September 27, 2011

Black bean salsa with avocado and cukes

Black bean salsa with avocado and cucumbers

Black bean salsa

This is a simple healthy fresh black bean salsa. It's perfect with chips or as a side. If using cucumbers, it stores up to 2 days. The cukes add a nice crunch, but can be omitted (I'm sneaking in more garden produce). The avocado hits the spot. This recipe changes with whatever I have on hand. Tomatoes, a combination of bell peppers, or corn can be used as well.

Yield: approx. 2 cups

1/2 cup or more of dried black beans, soaked and cooked, or 1 can black beans rinsed and drained
1/2 red bell pepper, chopped fine, about 1/2 cup
1/2 of a small red onion, chopped, about 2 T
1 clove garlic, chopped fine
1 small lemon cucumber, seeds removed, chopped fine, or 1/2 red yellow bell pepper chopped
1/2 tsp apple cider vinegar
2 canned whole jalapenos, chopped, or 1 jalapeno seeded and diced.
chopped cilantro to taste
1 tbsp or more of fresh lime juice
1/4 tsp salt, or to taste
1/2 of a ripe avocado, small dice.
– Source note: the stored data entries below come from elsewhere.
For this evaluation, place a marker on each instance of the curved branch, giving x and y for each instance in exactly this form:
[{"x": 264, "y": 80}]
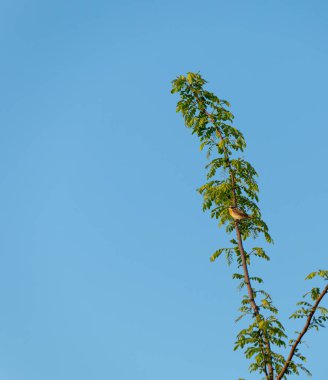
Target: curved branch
[
  {"x": 268, "y": 362},
  {"x": 302, "y": 333}
]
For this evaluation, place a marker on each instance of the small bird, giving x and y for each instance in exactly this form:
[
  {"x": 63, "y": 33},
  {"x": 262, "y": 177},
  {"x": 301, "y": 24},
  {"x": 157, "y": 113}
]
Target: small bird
[{"x": 238, "y": 214}]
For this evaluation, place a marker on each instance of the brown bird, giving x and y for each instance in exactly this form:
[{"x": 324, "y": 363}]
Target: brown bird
[{"x": 238, "y": 214}]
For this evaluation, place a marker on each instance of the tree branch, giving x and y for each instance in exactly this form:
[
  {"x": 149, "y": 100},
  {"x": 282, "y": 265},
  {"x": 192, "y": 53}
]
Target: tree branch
[
  {"x": 268, "y": 361},
  {"x": 302, "y": 333}
]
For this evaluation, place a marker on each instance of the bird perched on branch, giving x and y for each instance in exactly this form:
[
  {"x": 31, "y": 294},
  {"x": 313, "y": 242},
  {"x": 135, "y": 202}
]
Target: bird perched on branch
[{"x": 238, "y": 214}]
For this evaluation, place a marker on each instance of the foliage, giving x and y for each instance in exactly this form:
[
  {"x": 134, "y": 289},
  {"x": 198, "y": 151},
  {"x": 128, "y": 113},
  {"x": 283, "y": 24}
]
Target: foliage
[{"x": 231, "y": 181}]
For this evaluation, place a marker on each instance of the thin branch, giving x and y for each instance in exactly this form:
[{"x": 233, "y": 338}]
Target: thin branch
[
  {"x": 302, "y": 333},
  {"x": 268, "y": 362}
]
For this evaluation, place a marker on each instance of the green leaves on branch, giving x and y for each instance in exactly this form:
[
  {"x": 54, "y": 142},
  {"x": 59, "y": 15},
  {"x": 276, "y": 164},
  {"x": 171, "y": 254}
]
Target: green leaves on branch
[{"x": 232, "y": 181}]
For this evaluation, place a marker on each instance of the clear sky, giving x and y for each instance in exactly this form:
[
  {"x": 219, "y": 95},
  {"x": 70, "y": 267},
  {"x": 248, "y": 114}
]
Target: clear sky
[{"x": 104, "y": 259}]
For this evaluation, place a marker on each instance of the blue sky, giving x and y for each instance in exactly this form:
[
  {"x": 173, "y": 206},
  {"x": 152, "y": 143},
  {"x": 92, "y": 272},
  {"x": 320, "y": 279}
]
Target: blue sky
[{"x": 104, "y": 264}]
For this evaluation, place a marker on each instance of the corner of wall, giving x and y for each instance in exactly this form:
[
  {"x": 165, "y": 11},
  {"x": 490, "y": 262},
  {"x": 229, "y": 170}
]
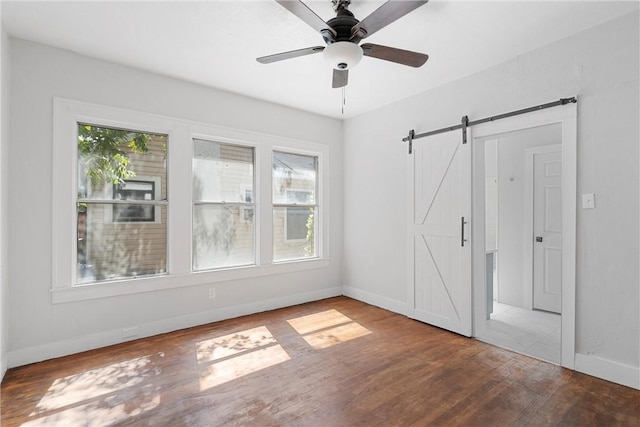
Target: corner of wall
[{"x": 4, "y": 142}]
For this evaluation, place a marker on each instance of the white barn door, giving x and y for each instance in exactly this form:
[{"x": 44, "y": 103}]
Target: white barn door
[{"x": 439, "y": 232}]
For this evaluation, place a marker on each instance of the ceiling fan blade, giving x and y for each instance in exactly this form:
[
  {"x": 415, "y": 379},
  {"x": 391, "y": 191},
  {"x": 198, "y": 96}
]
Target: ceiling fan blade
[
  {"x": 399, "y": 56},
  {"x": 383, "y": 16},
  {"x": 303, "y": 12},
  {"x": 340, "y": 78},
  {"x": 288, "y": 55}
]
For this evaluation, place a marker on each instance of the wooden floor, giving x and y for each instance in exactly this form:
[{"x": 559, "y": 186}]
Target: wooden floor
[{"x": 329, "y": 363}]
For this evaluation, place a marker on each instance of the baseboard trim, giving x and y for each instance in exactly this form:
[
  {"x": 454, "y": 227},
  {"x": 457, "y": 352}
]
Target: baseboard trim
[
  {"x": 74, "y": 345},
  {"x": 608, "y": 370},
  {"x": 377, "y": 300}
]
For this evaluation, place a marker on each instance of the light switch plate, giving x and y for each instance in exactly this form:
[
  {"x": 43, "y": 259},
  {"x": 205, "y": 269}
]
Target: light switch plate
[{"x": 588, "y": 201}]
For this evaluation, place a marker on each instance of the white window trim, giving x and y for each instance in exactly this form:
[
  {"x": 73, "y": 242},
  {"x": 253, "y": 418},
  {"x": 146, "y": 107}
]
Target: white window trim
[{"x": 66, "y": 115}]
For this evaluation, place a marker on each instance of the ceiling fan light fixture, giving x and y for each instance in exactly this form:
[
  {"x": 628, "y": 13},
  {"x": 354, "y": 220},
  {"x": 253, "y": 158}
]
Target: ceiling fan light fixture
[{"x": 343, "y": 55}]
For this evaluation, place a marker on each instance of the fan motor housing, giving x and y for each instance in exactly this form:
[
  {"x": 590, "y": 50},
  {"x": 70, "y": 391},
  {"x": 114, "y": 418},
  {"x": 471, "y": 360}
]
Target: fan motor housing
[{"x": 342, "y": 24}]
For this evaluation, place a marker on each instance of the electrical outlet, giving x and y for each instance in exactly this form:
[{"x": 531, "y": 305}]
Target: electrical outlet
[
  {"x": 130, "y": 332},
  {"x": 588, "y": 201}
]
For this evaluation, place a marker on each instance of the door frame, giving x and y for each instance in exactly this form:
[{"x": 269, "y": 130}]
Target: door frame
[
  {"x": 529, "y": 181},
  {"x": 566, "y": 116}
]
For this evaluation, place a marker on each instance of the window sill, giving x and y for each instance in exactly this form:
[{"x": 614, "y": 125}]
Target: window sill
[{"x": 172, "y": 281}]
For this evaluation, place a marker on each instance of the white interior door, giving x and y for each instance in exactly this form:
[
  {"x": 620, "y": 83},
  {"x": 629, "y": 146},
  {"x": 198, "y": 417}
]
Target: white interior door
[
  {"x": 547, "y": 229},
  {"x": 440, "y": 251}
]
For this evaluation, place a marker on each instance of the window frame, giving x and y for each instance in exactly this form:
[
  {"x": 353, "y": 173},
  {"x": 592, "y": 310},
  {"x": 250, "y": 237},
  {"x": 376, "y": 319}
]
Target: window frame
[
  {"x": 180, "y": 133},
  {"x": 243, "y": 206},
  {"x": 157, "y": 194}
]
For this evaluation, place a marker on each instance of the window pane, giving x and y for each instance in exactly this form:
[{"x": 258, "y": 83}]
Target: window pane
[
  {"x": 110, "y": 250},
  {"x": 222, "y": 172},
  {"x": 109, "y": 160},
  {"x": 120, "y": 240},
  {"x": 294, "y": 232},
  {"x": 222, "y": 236},
  {"x": 294, "y": 178}
]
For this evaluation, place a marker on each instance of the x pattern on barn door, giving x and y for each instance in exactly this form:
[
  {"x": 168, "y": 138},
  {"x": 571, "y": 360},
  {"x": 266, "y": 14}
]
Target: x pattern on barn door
[{"x": 441, "y": 259}]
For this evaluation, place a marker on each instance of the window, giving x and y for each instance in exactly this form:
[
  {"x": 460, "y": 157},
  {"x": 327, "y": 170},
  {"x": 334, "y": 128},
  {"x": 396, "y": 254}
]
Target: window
[
  {"x": 134, "y": 190},
  {"x": 235, "y": 205},
  {"x": 223, "y": 226},
  {"x": 294, "y": 206},
  {"x": 116, "y": 238}
]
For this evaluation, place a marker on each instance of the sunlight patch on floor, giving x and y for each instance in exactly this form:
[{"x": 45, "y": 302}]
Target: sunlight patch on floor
[
  {"x": 327, "y": 328},
  {"x": 343, "y": 333},
  {"x": 232, "y": 344},
  {"x": 98, "y": 382},
  {"x": 241, "y": 365},
  {"x": 315, "y": 322}
]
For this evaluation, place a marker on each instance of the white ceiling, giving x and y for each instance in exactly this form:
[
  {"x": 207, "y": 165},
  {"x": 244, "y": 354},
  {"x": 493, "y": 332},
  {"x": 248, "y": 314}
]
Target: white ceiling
[{"x": 215, "y": 43}]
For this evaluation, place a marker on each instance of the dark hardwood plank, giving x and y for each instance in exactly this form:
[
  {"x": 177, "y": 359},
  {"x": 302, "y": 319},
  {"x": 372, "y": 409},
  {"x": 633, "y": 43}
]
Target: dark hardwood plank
[{"x": 327, "y": 363}]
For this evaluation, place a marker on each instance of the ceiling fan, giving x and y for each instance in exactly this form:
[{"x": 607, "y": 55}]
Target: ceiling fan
[{"x": 343, "y": 33}]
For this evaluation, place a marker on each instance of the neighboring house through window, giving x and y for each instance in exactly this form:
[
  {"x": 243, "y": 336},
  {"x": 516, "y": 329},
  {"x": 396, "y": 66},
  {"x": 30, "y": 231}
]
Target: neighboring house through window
[{"x": 143, "y": 216}]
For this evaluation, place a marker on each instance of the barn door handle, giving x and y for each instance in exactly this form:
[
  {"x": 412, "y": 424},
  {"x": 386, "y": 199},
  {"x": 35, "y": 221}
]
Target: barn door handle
[{"x": 462, "y": 239}]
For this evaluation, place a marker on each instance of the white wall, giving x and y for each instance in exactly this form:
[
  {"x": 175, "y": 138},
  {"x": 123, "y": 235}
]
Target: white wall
[
  {"x": 511, "y": 204},
  {"x": 4, "y": 148},
  {"x": 599, "y": 65},
  {"x": 41, "y": 329}
]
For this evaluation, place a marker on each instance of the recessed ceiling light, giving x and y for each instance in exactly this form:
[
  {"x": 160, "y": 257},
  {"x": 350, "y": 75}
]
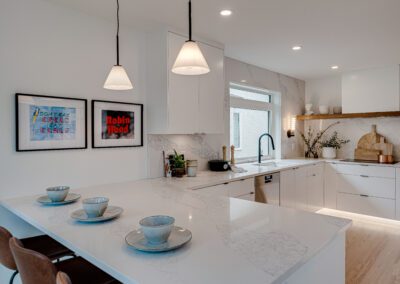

I like to cut all the way around the avocado, peel apart the two sides and gently make dices in the avocado flesh. Then I use a spoon to scoop them all out. This works well with ripe avocados.

  1. In a medium sized mixing bowl, add in cooked black beans, the chopped red peppers, onions, garlic and cukes (or yellow bell peppers if using). Stir to combine.
  2. Add in apple cider vinegar, jalapenos, lime juice, salt, and cilantro. Stir together and adjust for lime juice, heat, and salt.
  3. Gently stir in avocado cubes, and fold gently to combine all ingredients.